3) The proposed role of IPs in "continuously maintaining NSC pools, prominently through Delta-Notch signaling" is interesting but the authors show no direct evidence of it. For example, they could delete Dll1 in Tbr2-expressing cells specifically or they could delete Hes5 or some other component of Notch signaling in the NSCs and examine the effect on NSCs migration and behavior in the DMS. Alternatively, the authors should tone down their conclusions on the importance of Notch signaling and focus more on the live imaging part of the manuscript.

We agree that testing Dll1 function in IPs is an important next step. While genetic approaches are often viewed as the gold standard, single genetic knockouts in the Notch pathway are notoriously difficult to address due to several issues with redundancy especially confounding, as multiply demonstrated by the Kageyama Lab and others. Using Tbr2-Cre to knockout different components is also an intriguing next step, yet likely will suffer from a major temporal delay due to later Cre-dependent floxing of Dll1, restricting this perturbation to late stage IPs due to their short temporal window of existence, which is when Dll1 is normally downregulated. Future work aims to design more kinetically accurate and regulatable approaches to acutely modulate Dll1 and IP processes directly. Accordingly, we have added a note justifying our focus on Notch for current contextual insight into this increasingly complex signal, and mention of challenges using current generations of genetic tools in the Discussion section.

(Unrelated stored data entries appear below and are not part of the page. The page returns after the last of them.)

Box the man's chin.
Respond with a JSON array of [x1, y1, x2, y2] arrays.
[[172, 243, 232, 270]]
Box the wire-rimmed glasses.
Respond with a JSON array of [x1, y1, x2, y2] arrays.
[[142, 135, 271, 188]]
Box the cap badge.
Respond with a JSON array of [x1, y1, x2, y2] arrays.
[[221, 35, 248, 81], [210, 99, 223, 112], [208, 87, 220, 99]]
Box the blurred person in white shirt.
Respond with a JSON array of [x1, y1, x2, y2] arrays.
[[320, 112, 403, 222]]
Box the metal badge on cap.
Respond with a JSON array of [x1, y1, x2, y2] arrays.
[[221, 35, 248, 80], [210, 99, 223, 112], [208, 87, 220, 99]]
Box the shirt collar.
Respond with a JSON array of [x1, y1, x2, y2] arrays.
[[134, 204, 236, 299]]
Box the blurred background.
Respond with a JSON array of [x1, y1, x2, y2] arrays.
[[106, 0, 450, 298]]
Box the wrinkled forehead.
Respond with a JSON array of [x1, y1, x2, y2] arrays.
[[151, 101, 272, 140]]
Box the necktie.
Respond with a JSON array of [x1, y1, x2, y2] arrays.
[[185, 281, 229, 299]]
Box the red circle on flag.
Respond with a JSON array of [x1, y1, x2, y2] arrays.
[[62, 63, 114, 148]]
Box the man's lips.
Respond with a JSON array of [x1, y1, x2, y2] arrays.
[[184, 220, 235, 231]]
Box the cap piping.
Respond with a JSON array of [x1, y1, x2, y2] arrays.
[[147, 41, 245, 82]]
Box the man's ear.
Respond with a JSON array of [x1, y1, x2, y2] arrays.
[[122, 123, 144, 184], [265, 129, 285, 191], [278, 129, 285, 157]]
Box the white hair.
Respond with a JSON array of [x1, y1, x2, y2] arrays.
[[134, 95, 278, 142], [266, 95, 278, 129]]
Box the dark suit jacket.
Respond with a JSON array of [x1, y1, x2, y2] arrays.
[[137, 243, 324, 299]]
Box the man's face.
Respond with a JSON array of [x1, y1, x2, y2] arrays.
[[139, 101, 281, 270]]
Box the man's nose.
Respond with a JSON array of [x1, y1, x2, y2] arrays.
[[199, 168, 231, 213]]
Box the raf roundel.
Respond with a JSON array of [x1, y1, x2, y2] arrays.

“The intercellular substrate(s) for transmitting contact-dependent signaling occurs between diverse and migrating DG progenitors were unclear from previous static models. Nevertheless, cell-based contacts are the substrates for contact-dependent signals, such as integrin and Notch, and are beginning to be elucidated (Betizeau et al., 2013; Kalebic et al., 2019; Nelson et al., 2013). Although we utilize Notch signaling as our primary molecular focus for context and relationship to neocortical evolution, other cellcontact dependent signaling pathways are also likely being actively transmitted during the dynamic cellcell interactions we observed in our ex vivo multiphoton live-cell imaging experiments. Importantly, our new live data directly revealed that IPs rapidly target dynamic processes (Dll1+) to neighboring mitotic progenitors (NSCs and IPs) during migrations and in the adult niche. While these intercellular interactions are novel substrates for sending contact-dependent signals, how migrating IPs sense and target their dynamic processes to neighboring mitotic progenitors remains unclear.” (subsection “IPs support NSCs during migrations and new niche formation”).

“While conventional and Cre-dependent conditional/inducible genetic approaches have established the relative importance of many different Notch components (Dll1/3, Jagged1/2, Notch1/2/3, Hes1/5, Hey1/2/L, Rbpj, Mib1, Ascl1, Neurog2), these mutants often suffer from multiple layers of redundancy, lack of progenitor sub-type specificity, and insight into signaling modes (oscillations, amplitude/frequency, force, combinations, locations). As some progenitor types are short-lived (i.e. Tbr2+ IPs), the temporal delay between Cre-dependent expression (i.e. Tbr2) and subsequent recombination events at key Notch loci (i.e. Dll1) may also be difficult to interpret, since in this case, Dll1 would already be expressed in new Tbr2+ IPs, and then downregulated as Tbr2 expression decreases in late-stage postmitotic IPs. Further studies with new and more sophisticated light- and/or drug-inducible perturbations to NSC- and IP-specific cytoskeletal/Dll1-Notch/filopodia dynamics will be necessary to elucidate how these new signaling aspects occur in more in vivo like conditions, contribute to DNe formation, progenitor migrations, and switch to activity-dependent inputs while continuously maintaining DG NSC lineage specification.” (subsection “Combinatorial Notch signaling in migrating versus non-migrating progenitors”).